『溶けてしまいそうなアタシを』

(サイト開設4周年記念)

by イイペーコー



 壮絶だった戦いも終えて、今ではあの頃の事が夢か幻だったのではないかと思う程に穏やかで平凡な日常に埋没してしまっている為だろうか。
 きっとそうだろう。

 最近のアタシは、毎朝、目が覚める度にとある少年の事を思い浮かべてしまって、暫くの間はベッドから身を起こす事ができないでいたりする。

 ある時はアイツの笑顔。時々、胸が高まってしまうぐらいの優しそうな笑顔――まあ、実際に優しいんだけど。
 そしてある時はアイツのちょっと落ち込んでいる時の顔。
 ああ、アタシにも母性本能があったんだなぁ――としみじみ実感してしまうと言うべきか。
 アイツのそんな様子を目の当たりにしたならば、絶対に放っておけないアタシだったりする――もっとも最近はめったにアイツはそんな顔を見せなくなってしまったけれど。
 そしてある時はアイツの怒った顔。
 今でも、時々アイツとは喧嘩をしてしまう事があって。
 その大半はアタシが無理難題をアイツに押しつけようとして、それはもう実に強固なアイツの堪忍袋も我慢に我慢を重ねた末に切れてしまう事があったりする訳で。
 まあ、喧嘩をしても、すぐに仲直りが出来ているので問題はないのだ。

 そんな様々なアイツの顔を思い浮かべて、挙動不審気味にベッドの上を転がったり、不安な気持ちに苛まれて、頭から布団を被ってしまったり――。

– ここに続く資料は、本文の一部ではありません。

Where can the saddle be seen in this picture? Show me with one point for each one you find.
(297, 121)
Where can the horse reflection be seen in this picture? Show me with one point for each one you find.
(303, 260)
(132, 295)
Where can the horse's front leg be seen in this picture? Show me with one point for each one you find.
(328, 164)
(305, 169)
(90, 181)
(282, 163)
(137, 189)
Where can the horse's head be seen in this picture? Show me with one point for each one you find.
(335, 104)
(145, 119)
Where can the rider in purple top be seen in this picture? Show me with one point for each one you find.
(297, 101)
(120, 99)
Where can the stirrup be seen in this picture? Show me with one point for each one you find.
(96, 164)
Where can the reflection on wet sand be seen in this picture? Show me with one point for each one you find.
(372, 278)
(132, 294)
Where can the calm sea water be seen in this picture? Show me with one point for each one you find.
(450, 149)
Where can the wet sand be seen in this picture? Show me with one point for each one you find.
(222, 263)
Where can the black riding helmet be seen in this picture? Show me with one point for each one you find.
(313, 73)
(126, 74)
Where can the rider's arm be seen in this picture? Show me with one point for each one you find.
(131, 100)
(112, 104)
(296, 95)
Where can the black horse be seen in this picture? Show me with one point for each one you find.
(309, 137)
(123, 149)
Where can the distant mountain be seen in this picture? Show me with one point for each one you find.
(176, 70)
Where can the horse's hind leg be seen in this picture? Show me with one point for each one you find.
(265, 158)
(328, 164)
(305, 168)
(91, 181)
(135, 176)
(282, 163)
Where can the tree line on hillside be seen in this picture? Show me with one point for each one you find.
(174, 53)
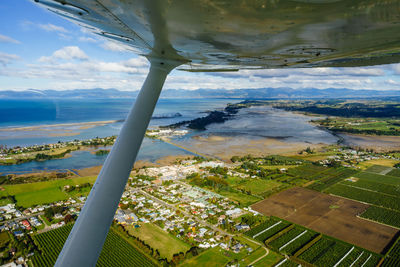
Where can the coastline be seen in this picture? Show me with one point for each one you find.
(45, 127)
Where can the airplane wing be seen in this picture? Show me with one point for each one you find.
(246, 33)
(215, 35)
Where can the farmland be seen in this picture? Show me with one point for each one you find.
(31, 194)
(159, 239)
(116, 251)
(330, 215)
(309, 246)
(393, 257)
(382, 192)
(382, 215)
(328, 252)
(218, 259)
(394, 172)
(366, 196)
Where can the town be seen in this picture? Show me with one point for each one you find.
(176, 213)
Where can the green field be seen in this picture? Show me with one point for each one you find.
(259, 186)
(213, 257)
(270, 260)
(394, 172)
(378, 169)
(393, 257)
(367, 196)
(373, 177)
(310, 246)
(243, 199)
(330, 177)
(328, 251)
(382, 215)
(31, 194)
(116, 251)
(159, 239)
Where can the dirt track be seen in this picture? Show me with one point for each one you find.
(330, 215)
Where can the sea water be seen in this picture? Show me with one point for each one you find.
(43, 114)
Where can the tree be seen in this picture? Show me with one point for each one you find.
(68, 218)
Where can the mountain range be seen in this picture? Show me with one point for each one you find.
(260, 93)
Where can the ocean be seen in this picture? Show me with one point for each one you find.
(50, 121)
(53, 120)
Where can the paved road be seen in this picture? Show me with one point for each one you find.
(184, 212)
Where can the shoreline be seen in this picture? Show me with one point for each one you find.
(44, 127)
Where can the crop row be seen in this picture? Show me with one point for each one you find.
(375, 186)
(382, 215)
(366, 196)
(307, 171)
(377, 169)
(373, 177)
(332, 178)
(271, 221)
(328, 252)
(317, 250)
(394, 172)
(287, 263)
(285, 238)
(116, 250)
(390, 262)
(300, 242)
(393, 257)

 そして、結局は遅刻ギリギリの時間になって慌てて支度するというのが最近の日課になってしまっている始末。

 断っておくが、これは決してアイだのコイだのいう類のものではない。
 未だに慣れないもので日本語は実に難しく、どう表現すべきなのか迷う所なのだけれど、最も適当な言葉を選ぶとしたならば、やはり“義務感”という所なのだと思う。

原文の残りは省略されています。